Bitcoin Faces The Largest Ever Negative Difficulty Adjustment
Bitcoin’s network will see the largest negative difficulty adjustment ever, of more than 27% today. Retargeting from 19.9T up to 14.4T is possible. Retargeting will occur in 50 blocks, starting at the time of this writing.
“Difficulty” is a metric that describes how difficult it is to mine new blocks. Miners need to have an average of 3.5 GHz to mine the next block hash. The more difficult the network is, the higher its difficulty. Bitcoin’s difficulty and price fluctuate and miners become more and less profitable. They then turn on and off hardware to create a kind of homeostasis.
Based on how long it took to mine previous 2016 blocks, Bitcoin’s difficulty adjusts for every 2016 block. The 2016 blocks should be mined in 10 minutes. However, as more hash power is added to or subtracted from Bitcoin’s network, block mining times may become shorter or longer temporarily.

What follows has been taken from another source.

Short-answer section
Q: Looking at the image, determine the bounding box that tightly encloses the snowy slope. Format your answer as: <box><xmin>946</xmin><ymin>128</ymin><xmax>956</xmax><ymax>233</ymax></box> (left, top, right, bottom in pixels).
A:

Block mining times have been steadily increasing over the current difficulty period, which indicates the significant difficulty adjustment yet to come.
Due to the recent exodus Chinese miners after government crackdowns on the industry, miners have been closing down hardware and moving operations to other locations. The influx of new machines is rapidly moving into Kazakhstan, El Salvador and Texas (and other locations that are more friendly to miners) around the world.
Although there is a short term drop in Bitcoin hashrate, large-scale migration and dispersion mining equipment will add security and decentralization in the long-term, as others have pointed out.
The long-term implications of mining decentralization are not the only ones. The difficulty readjustment will merely decrease block times, making transactions confirm significantly faster. It will also increase profitability for miners, which will further pressure those who leave China to deploy their equipment.